Para isso é preciso despir-se do culto judaico, isto é, do
seu elemento moral, abolir o humanitarismo de Cristo, (...)
O aperfeiçoamento de qualquer sistema religioso dá-se de uma
de três maneiras, ou de mais do que uma das três conjuntamente: a) pela
intelectualização dos seus elementos míticos componentes; b) pela
subjectivização desses elementos; c) pela sua mera simplificação (complicação)
exterior.
A intelectualização dos elementos componentes distingue-se
da sua complicação pelo facto de que a intelectualização interpreta, ao passo
que a mera complicação não interpreta.
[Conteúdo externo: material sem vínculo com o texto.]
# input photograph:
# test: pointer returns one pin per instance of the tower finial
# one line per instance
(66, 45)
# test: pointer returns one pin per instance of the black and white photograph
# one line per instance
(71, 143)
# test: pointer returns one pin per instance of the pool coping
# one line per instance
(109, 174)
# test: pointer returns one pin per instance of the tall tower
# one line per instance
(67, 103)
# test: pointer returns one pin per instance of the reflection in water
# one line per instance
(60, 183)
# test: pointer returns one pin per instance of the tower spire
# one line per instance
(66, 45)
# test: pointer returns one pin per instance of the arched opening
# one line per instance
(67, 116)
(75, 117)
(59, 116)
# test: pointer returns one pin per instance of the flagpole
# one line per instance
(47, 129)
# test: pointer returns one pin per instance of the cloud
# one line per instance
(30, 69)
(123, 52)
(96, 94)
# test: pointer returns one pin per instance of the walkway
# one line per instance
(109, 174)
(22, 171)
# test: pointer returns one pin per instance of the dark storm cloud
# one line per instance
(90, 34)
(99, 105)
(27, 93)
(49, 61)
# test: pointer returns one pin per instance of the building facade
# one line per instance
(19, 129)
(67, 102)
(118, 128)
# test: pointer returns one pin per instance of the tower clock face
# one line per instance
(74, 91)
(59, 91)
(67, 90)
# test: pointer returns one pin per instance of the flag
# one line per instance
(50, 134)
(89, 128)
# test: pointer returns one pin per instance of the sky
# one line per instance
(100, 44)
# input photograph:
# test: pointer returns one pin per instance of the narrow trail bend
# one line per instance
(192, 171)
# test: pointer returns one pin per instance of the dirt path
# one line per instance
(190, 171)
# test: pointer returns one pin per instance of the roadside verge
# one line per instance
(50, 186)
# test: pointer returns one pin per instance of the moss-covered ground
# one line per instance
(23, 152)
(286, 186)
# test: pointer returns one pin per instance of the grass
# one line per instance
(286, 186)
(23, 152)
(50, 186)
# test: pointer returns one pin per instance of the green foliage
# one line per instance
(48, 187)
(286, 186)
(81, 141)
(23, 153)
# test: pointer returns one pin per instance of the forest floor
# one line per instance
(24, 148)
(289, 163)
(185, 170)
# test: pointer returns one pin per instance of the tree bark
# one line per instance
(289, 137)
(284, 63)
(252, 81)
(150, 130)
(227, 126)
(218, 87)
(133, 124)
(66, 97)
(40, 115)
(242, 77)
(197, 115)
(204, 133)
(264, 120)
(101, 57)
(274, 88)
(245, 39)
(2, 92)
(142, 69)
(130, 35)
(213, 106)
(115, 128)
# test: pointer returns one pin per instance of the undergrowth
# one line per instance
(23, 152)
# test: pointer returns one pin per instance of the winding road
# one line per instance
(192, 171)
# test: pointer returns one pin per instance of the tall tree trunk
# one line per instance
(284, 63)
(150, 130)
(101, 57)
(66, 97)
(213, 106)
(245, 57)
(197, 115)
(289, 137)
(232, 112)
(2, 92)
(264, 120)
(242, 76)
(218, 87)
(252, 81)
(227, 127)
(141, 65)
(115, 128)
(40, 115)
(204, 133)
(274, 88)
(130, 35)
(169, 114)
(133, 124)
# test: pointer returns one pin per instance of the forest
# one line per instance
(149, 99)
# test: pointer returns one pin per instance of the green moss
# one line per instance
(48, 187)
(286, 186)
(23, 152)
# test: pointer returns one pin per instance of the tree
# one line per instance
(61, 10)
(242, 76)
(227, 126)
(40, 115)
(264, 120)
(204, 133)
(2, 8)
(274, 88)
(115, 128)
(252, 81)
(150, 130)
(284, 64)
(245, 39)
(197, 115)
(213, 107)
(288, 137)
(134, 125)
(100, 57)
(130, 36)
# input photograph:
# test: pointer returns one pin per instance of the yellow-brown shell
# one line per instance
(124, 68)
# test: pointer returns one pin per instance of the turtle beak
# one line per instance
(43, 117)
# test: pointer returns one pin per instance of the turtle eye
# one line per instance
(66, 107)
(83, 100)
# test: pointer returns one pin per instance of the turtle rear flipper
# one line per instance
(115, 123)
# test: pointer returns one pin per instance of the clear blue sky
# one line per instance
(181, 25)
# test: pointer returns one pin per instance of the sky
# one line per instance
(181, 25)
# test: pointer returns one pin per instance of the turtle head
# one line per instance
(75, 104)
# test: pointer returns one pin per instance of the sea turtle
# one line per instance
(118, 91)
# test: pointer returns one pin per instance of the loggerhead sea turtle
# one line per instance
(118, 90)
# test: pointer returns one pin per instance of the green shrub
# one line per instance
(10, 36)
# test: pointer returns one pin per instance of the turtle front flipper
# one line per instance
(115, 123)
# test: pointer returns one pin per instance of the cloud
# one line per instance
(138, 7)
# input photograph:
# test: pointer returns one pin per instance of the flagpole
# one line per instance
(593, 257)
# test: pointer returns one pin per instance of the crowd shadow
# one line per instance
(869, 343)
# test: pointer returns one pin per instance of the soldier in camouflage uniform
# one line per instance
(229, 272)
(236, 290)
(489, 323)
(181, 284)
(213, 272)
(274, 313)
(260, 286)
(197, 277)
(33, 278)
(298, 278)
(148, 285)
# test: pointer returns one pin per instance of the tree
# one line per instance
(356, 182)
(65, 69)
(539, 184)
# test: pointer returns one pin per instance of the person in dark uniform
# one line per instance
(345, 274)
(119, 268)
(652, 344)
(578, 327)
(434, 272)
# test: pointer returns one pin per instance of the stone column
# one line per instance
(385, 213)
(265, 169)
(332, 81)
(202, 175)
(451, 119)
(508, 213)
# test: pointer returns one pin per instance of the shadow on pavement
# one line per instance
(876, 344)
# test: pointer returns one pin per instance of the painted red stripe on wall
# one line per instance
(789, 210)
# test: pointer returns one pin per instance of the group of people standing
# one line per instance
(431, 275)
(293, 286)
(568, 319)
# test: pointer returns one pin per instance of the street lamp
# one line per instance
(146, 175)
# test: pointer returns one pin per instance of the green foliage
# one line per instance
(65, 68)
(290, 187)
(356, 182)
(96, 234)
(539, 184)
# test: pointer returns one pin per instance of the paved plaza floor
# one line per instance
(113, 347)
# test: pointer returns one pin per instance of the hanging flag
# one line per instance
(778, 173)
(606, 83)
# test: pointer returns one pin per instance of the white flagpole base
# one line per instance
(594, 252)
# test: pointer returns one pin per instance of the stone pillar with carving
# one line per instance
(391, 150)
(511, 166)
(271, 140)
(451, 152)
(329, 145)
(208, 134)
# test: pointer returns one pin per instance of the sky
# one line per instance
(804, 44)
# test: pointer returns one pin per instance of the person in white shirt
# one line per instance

A intelectualização chega a um resultado
extremo, supondo que aceita os elementos (como no caso presente, de facto, se
supõe): à redução desses elementos a simbólicos ou símbolos. A complicação não
envolve essa obra: apenas os conduz, a cada um, a um conteúdo mais complexo, a
um alcance maior, portanto, sobre os sentimentos.
O paganismo seguiu um caminho natural ao intelectualizar-se;
mas esse caminho foi perturbado pela erupção de elementos bárbaros, orientais,
que desvirtuaram o sentido desse movimento.
A erupção do elemento oculto, estabelecendo uma base de
aproximação com os credos orientais, deixou aberto o paganismo à invasão dos
princípios daqueles credos, profundamente anarquizantes do paganismo, e da
natureza humana.
A essência do paganismo está em 3 coisas:
1) A pluralidade dos deuses como essência de mitologia;
2) A adopção da criação como ideal humano;
3) A concepção do universo essencial como fenómeno
essencialmente objectivo.
O elemento vital do cristianismo é o paganismo
transcendente, que inclui. É o elemento vital porquanto: 1) é aquele que
estabelece continuidade com o passado; 2) é aquele que representa um
prolongamento do passado, um passo a mais, e não um mero acrescentamento; 3) é
aquele que, em todas as ocasiões de reviviscência europeia, nós vemos que surge
como símbolo, modo em suma, dessa ressurreição.
Há no elemento pagão do cristianismo duas componentes a
notar: o paganismo propriamente dito, e o interiorismo nado do paganismo que se
aprofundou.
Chegado a um certo ponto, o paganismo não podia mais
progredir objectivisticamente; só subjectivando-se podia continuar.
Ora em que consiste a subjectivização? Em 3 fenómenos:
(1) Na redução dos fenómenos objectivos a simbólicos,
desmaterializando-os assim. Não se lhes erra as proporções ou a forma de realidade;
dá-se a essa realidade um sentido de eco e não de palavra, não de questão mas
de interpretação.
(2) Na atenção dada aos fenómenos subjectivos de modo a
dar-lhes, ou a sentir-lhes, uma realidade concreta tão certa como a dos
fenómenos objectivos. Isto é, no alargamento da experiência directa pela
observação intensiva dos fenómenos do espírito.